Files
bridgehead/ccp/modules/exporter.md
2025-06-24 13:02:43 +02:00

29 KiB

Exporter and Reporter


Exporter

GitHub: https://github.com/samply/exporter

The Exporter is a REST API that enables the export of data from various bridgehead databases as structured tables. It currently supports only FHIR sources such as Blaze, but it is designed to be extended to other types of data sources. The Exporter provides multiple output formats, including CSV, Excel, JSON, and XML, and can also export data directly into Opal (DataSHIELD).

How it works

The user submits a query and specifies the desired export template and output format. The query acts like the WHERE clause in SQL, filtering data, while the template defines what data to select and how to format it, similar to the SELECT clause.
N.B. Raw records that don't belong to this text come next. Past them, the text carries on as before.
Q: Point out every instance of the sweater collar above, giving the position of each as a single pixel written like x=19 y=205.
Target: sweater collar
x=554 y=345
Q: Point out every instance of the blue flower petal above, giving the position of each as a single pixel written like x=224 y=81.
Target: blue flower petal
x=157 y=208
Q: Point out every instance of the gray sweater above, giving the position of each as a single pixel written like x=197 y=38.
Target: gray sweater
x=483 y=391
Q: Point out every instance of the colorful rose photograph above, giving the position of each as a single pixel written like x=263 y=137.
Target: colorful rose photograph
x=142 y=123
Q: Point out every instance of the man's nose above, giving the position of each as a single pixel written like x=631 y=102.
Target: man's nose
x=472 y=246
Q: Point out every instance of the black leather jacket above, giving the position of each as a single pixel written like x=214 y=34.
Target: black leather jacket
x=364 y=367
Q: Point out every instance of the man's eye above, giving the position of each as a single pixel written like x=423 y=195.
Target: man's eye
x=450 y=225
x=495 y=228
The Exporter then processes this to generate the export files.

Environment Variables

Below is a list of configurable environment variables used by the Exporter:

Variable Default Description
APPLICATION_PORT 8092 Port on which the application runs.
ARCHIVE_EXPIRED_QUERIES_CRON_EXPRESSION 0 0 2 * * * Cron expression for archiving expired queries.
CLEAN_TEMP_FILES_CRON_EXPRESSION 0 0 1 * * * Cron expression for cleaning temporary files.
CLEAN_WRITE_FILES_CRON_EXPRESSION 0 0 2 * * * Cron expression for cleaning written files.
CONVERTER_TEMPLATE_DIRECTORY Directory containing conversion templates.
CONVERTER_XML_APPLICATION_CONTEXT_PATH Path to the XML application context used by the converter.
CROSS_ORIGINS Allowed CORS origins (comma-separated).
CSV_SEPARATOR_REPLACEMENT Character to replace CSV separators within values.
EXCEL_WORKBOOK_WINDOW 30000000 Memory window size for Excel workbook processing.
EXPORTER_API_KEY API key for authenticating access to the exporter.
EXPORTER_DB_FLYWAY_MIGRATION_ENABLED true Enable Flyway DB migrations on startup.
EXPORTER_DB_PASSWORD Password for exporter database.
EXPORTER_DB_URL jdbc:postgresql://localhost:5432/exporter JDBC URL for exporter DB.
EXPORTER_DB_USER Username for exporter DB.
FHIR_PACKAGES_DIRECTORY Directory where FHIR packages are stored.
HAPI_FHIR_CLIENT_LOG_LEVEL OFF Log level for HAPI FHIR client.
HIBERNATE_LOG false Enable Hibernate SQL logging.
HTTP_RELATIVE_PATH Relative base path for HTTP endpoints.
HTTP_SERVLET_REQUEST_SCHEME http Default HTTP scheme.
LOG_FHIR_VALIDATION Enable logging of FHIR validation results.
LOG_LEVEL INFO Application log level.
MAX_NUMBER_OF_EXCEL_ROWS_IN_A_SHEET 100000 Max rows per Excel sheet.
MAX_NUMBER_OF_RETRIES 10 Max retry attempts.
MERGE_FILENAME Name of merged output file.
SITE Site identifier for filenames/logs.
TEMP_FILES_LIFETIME_IN_DAYS 1 Lifetime of temporary files (days).
TEMPORAL_FILE_DIRECTORY Directory for temporary files.
TIMEOUT_IN_SECONDS 10 Default timeout (seconds).
TIMESTAMP_FORMAT Timestamp format string.
WEBCLIENT_BUFFER_SIZE_IN_BYTES 8192 Buffer size for web client.
WEBCLIENT_CONNECTION_TIMEOUT_IN_SECONDS 5 Connection timeout (seconds).
WEBCLIENT_MAX_NUMBER_OF_RETRIES 10 Max retries for web client.
WEBCLIENT_REQUEST_TIMEOUT_IN_SECONDS 10 Request timeout (seconds).
WEBCLIENT_TCP_KEEP_CONNECTION_NUMBER_OF_TRIES 3 TCP keepalive retry attempts.
WEBCLIENT_TCP_KEEP_IDLE_IN_SECONDS 30 TCP keepalive idle time (seconds).
WEBCLIENT_TCP_KEEP_INTERVAL_IN_SECONDS 10 TCP keepalive probe interval (seconds).
WEBCLIENT_TIME_IN_SECONDS_AFTER_RETRY_WITH_FAILURE 1 Wait time after failed retry (seconds).
WRITE_FILE_DIRECTORY Directory for final output files.
WRITE_FILES_LIFETIME_IN_DAYS 30 Lifetime of written files (days).
XML_FILE_MERGER_ROOT_ELEMENT Containers Root element for XML file merging.
ZIP_FILENAME exporter-files-${SITE}-${TIMESTAMP}.zip Pattern for ZIP archive naming.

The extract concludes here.